2011/2/22 Jorge Llambías <jjllambias@gmail.com>
On Tue, Feb 22, 2011 at 10:36 AM, Ian Johnson <blindbravado@gmail.com> wrote:
> Except that domain of discourse in general is quite explicit in logical or
> mathematical contexts. That is to say, you walk into (for example) an
> undergrad real analysis class and it is usually very explicit that that "for
> all x" means "for all x in R". When it isn't, it's always specified in one
> way or another; the original statement of the theorem you're discussing may
> be talking about a domain that is a compact interval, and then the "for all
> x" quantifies over that interval, since you're handing x to f. In more
> general contexts, such as set theory, "for all x" quantifies over literally
> everything that the theory causes to exist, such as the entire collection of
> sets.
>
> These things don't bring up Lindar's issue of "which everything are we
> talking about?". If they did, mathematicians and logicians would be doing
> something else to alleviate it.

Indeed.

> By contrast, in a general conversation, that universe of discourse is
> perhaps not some absolute one, but it is a very very large one, because a
> conversation could take twists and turns very very easily by comparison with
> a real analysis class. Thus the universe of discourse has to be an
> appropriate size to compensate for that.

The domain of discourse takes twists and turns together with the
discourse. Just look at any conversation in any natlang and see how
often "everybody" is meant to include the speaker, George Washington,
everybody that will be born in the year 2017, Sherlock Holmes, Santa
Claus, and anything else that qualifies as "prenu". I would say not
very often.  So whatever problems anyone has with "ro da" they will
find the same type of problems with "ro prenu".

> I really think it isn't so hard, if you want to be lazy, to simply use {ro
> srana} and {da poi srana} (I forget, would {lo srana} suffice?). If you need
> a binding, {ro da poi srana} or {ro srana goi ko'a} work too.

We only need to wait and see what happens in practice. You can't have
a rule that says that the domain of discourse must always include
Sherlock Holmes as one of the values that variables may take, and you
can't have a rule that says that Sherlock Holmes is a value that
variables may never take (at least I don't think either of those rules
can work in practice) so it's almost inevitable that you will need
context to determine what the universe of discourse is.
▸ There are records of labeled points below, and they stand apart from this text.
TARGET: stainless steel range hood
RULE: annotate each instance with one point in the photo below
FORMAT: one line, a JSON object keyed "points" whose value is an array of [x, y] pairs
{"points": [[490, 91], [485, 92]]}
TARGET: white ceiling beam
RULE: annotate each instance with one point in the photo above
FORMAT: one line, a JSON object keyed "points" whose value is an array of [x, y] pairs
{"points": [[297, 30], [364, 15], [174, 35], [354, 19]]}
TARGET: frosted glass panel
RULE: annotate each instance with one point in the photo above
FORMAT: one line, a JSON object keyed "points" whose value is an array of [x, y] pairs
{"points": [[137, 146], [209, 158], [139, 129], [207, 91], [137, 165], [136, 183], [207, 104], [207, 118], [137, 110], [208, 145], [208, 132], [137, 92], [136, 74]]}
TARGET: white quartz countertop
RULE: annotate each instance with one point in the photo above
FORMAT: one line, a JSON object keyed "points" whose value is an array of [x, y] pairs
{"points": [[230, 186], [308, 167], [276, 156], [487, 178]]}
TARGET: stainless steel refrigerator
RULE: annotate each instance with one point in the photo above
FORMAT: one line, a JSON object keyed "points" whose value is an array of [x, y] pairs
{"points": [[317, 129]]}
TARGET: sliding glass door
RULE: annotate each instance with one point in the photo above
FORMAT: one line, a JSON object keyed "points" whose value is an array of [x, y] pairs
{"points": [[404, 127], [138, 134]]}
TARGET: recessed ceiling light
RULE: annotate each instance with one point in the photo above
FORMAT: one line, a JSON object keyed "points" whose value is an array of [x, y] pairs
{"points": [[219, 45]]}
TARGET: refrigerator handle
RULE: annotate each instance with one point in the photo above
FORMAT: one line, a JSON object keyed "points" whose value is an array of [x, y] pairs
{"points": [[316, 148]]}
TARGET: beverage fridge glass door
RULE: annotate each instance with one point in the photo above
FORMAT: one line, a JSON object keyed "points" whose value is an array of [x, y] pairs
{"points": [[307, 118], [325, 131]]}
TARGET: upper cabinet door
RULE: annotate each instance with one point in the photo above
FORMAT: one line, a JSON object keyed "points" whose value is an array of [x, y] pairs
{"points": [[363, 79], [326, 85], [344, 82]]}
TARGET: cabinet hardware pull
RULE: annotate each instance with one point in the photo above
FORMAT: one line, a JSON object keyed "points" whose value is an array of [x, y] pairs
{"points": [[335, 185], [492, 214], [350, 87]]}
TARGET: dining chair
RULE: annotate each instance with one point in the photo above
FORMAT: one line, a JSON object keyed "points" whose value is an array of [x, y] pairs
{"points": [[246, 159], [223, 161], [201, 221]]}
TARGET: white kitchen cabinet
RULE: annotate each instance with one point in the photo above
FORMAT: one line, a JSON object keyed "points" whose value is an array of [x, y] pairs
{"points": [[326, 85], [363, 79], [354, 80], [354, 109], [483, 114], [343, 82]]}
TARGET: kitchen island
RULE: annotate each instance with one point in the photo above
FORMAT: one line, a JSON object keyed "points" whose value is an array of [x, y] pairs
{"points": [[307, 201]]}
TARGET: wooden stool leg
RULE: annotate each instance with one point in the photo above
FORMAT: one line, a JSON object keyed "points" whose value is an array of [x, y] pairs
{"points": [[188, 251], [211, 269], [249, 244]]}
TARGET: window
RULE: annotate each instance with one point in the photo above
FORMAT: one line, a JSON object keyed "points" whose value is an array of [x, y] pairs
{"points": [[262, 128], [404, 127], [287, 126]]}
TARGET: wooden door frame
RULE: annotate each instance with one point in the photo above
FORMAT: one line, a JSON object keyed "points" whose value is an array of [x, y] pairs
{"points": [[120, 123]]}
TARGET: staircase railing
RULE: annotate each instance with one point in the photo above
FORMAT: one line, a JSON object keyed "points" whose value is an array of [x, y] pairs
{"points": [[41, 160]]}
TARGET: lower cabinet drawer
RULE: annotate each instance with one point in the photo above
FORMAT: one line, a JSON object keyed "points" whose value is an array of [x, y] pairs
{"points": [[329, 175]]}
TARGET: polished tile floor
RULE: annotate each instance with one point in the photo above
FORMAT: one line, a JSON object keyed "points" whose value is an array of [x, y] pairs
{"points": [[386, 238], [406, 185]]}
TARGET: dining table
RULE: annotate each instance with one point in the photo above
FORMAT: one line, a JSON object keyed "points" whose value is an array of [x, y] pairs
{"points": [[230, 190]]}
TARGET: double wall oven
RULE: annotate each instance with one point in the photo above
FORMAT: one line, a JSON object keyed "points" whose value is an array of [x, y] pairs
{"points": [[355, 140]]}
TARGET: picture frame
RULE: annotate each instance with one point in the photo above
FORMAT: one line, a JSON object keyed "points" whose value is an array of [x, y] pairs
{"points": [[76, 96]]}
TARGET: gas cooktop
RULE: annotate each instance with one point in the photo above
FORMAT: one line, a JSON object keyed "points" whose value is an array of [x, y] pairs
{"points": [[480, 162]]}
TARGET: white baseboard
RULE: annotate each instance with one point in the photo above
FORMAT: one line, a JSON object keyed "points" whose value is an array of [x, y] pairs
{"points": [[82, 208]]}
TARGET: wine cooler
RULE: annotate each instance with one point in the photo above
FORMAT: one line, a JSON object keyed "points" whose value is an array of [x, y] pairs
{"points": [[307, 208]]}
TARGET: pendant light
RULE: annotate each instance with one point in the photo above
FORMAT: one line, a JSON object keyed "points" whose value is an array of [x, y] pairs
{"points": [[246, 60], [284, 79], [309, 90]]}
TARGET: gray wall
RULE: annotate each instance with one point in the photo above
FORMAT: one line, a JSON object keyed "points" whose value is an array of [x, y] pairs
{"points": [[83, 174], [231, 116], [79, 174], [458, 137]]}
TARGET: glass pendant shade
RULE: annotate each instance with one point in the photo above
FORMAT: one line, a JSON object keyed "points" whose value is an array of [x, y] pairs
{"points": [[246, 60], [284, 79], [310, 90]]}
If "ro prenu" can, in some contexts, refer to the 6 or 7 billion
people alive that make up the human population of the Earth today,
then it can just as well refer, in a different context, to the 6 or 7
people in the room now. There are, in both cases, an infinite number
of potential values being left out that may turn up in another
context.
 
 
  I don't understand what is so onerous about simply SAYING "ro le prenu" if that's what you mean.  You are arbitrarily restricting it to mean exaclty whatever it is you think it should be retricted, and explicitly saying so.  So instead of the listener having to ponder, "Oh, I wonder if the speaker is really intended to mean everything, or if he is intending to restrict it to some context, and if the latter, what context is it?"  He already KNOWS the answer to the first part (restricted), and simply has to figure out the second part. Whereas if you say "ro prenu" you mean exactly that -- "all people, everywhere"  No further pondering necessary.